The open-air museum of Pilica river is the first heritage park in Poland dedicated to a river. It is located near the Pilica river in the town of Tomaszów Mazowiecki, Łódź Voivodeship. It was created in 2000. It is located next to the Blue Springs nature reserve.

==History==
The idea of creating the Pilica open-air museum was first mooted over 20 years ago. The person behind the creation of the museum was its current director Andrzej Kobalczyk. He used to be the chief editor of a monthly magazine "Piotrkow Cultural Guide" ("Piotrkowski Informator Kulturalny") which published materials about this region of the country. Soon the editorial staff of the magazine started to show interest in the Pilica river and the cultural space connected with it. This led to the creation of the "Association of the Pilica's Friends" ("Stowarzyszenie Przyjaciół Pilicy") in 1997. The main purpose of the association was to protect the natural environment of the river and to spread knowledge about the area. The association played a role in forming the open-air museum a few years later.

Over the years, exhibits relating to the Pilica river were collected, with the intention of founding the museum.
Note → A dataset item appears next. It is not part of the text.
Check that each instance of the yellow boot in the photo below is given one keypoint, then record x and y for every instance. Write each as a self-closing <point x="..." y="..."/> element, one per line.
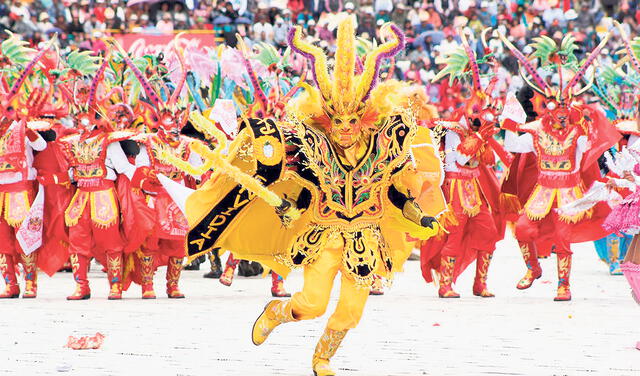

This included the extraction of German vehicles left over from World War II.

==Museum nowadays==

The biggest current exhibition is "Water flour-milling in the Pilica river-basin" ("Młynarstwo wodne w dorzeczu Pilicy"). Its most important element is a wooden water-mill. The interior of the construction houses an exhibition about the traditions of water-milling in the area. Besides the mill, there is a gallery with more than 30 millstones. It is the biggest such collection in Poland.

Militaria from the region connected with the Pilica river are gathered in the section "War trophies of Pilica". The exhibits were mainly found at the bottom of the river, as well as in the surrounding area. Exhibits include an artillery tractor belonging to the Luftwaffe. It spent 54 years at the bottom of the Pilica river.

The museum includes exhibits from the nearby town of Spała, which is located on the Pilica river. There is a small building which was a tsarish toilet and also elements of the entrance gate to Spała. Later, all these items from Spała were joined by a guardhouse which was situated beside the President's residence in Spała in the period of the Second Polish Republic.

Through the museum runs the symbolic axle of the Pilica river. Within the territory of the museum there is a hundred-year-old iron barge, an iron engineer boat, as well as a military towing boat and a rescuer's turret.

There is also a railway waiting room building. This wooden building was built in 1896. Over the years the building fell into ruin as it was no longer used at the railway. The local government of Tomaszów Mazowiecki strove to save it and in 2006, following a decision by the provincial conservation office, the building was moved to the open-air museum of Pilica river and reconstructed there.

Temporary exhibitions are presented in the building of a former day-room. Apart from these temporary exhibitions, collections dedicated to rowing and folk boat building are also presented.

The activities of the open-air museum of Pilica river were recognised by the Polish Tourist Organisation in 2005 when the museum was awarded a prize for "the best Polish tourist product of the year". In 2009 the museum was awarded the award "Friendly Bank".